It is unlikely Gonzalez will earn a starting job in spring training, although it is possible. Considering that neither Ryan Sweeney nor Chris Denorfia has ever held a full-time job in the major leagues, if Gonzalez does get sent down, it might not be for long. He has been more potential than performance in recent seasons, but he has a smooth swing, great bat speed and projects to eventually hit 25 homers at the major league level with a decent batting average. He can make contact but needs to be more selective with what he swings at. He has very good upside if he gets the at-bats.

33. Jeff Niemann, SP, Rays

Projected 2008 role: starter-in-waiting at Triple-A

The Rays are loaded with starting pitching prospects, and even though Niemann doesn't have the highest ceiling, he is the closest to the major leagues. If not for late-season shoulder trouble, he would have made his big league debut last season.

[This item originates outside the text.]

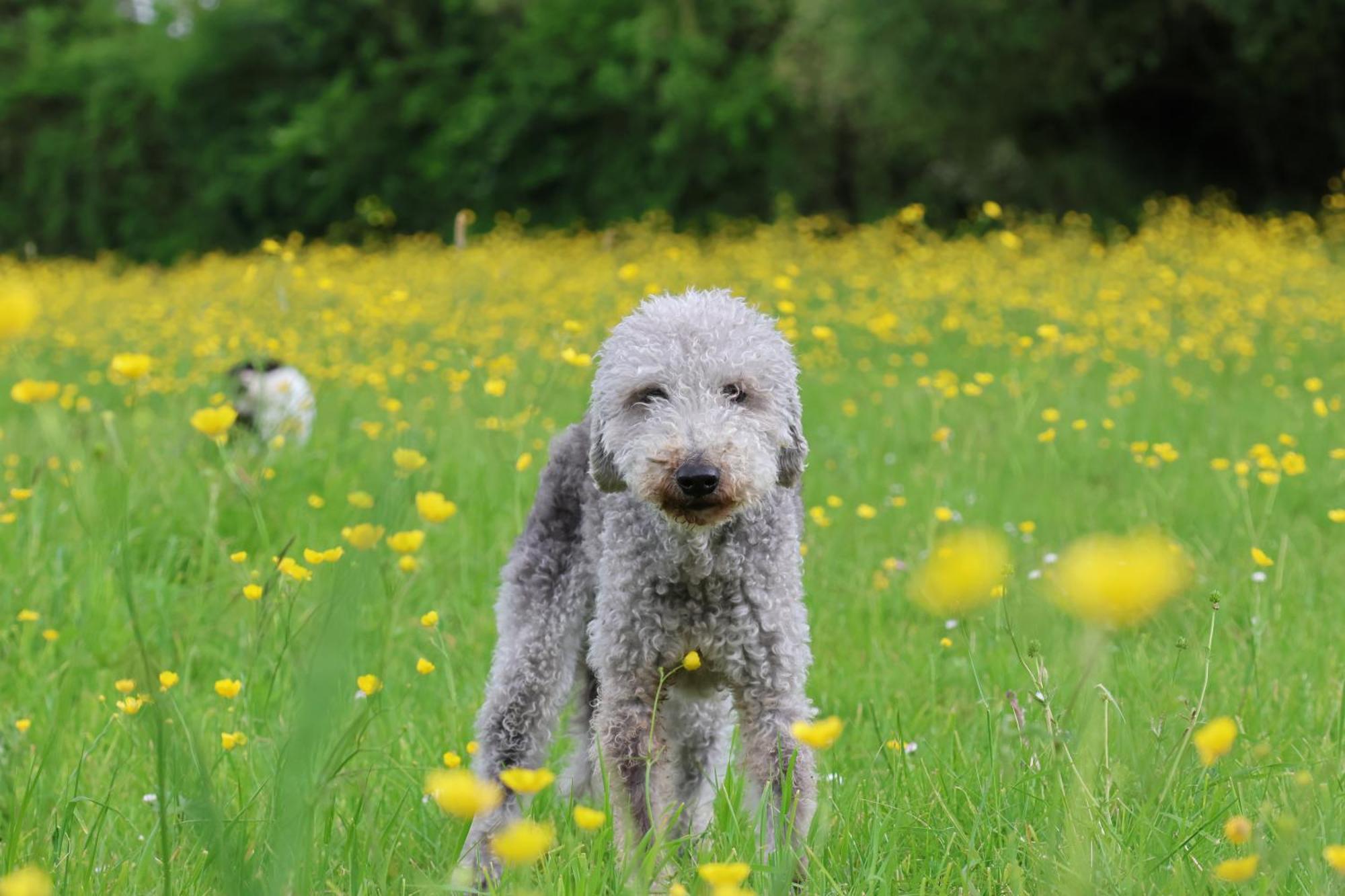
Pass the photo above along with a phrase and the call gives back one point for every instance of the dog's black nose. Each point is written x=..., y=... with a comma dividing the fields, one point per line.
x=697, y=479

The 2004 first-rounder has experienced nothing but injury problems since becoming a pro, and last year was the first season he was reasonably healthy, striking out 123 batters in 131 Triple-A innings. The 6-9 righty throws strikes, works in the low 90s with his straight fastball and mixes in a sharp curve. He still is working on an offspeed pitch, and he leaves the ball up in the strike zone a bit too often, but he has potential for 2008. He likely will start at Triple-A and wait for an opening in Tampa Bay.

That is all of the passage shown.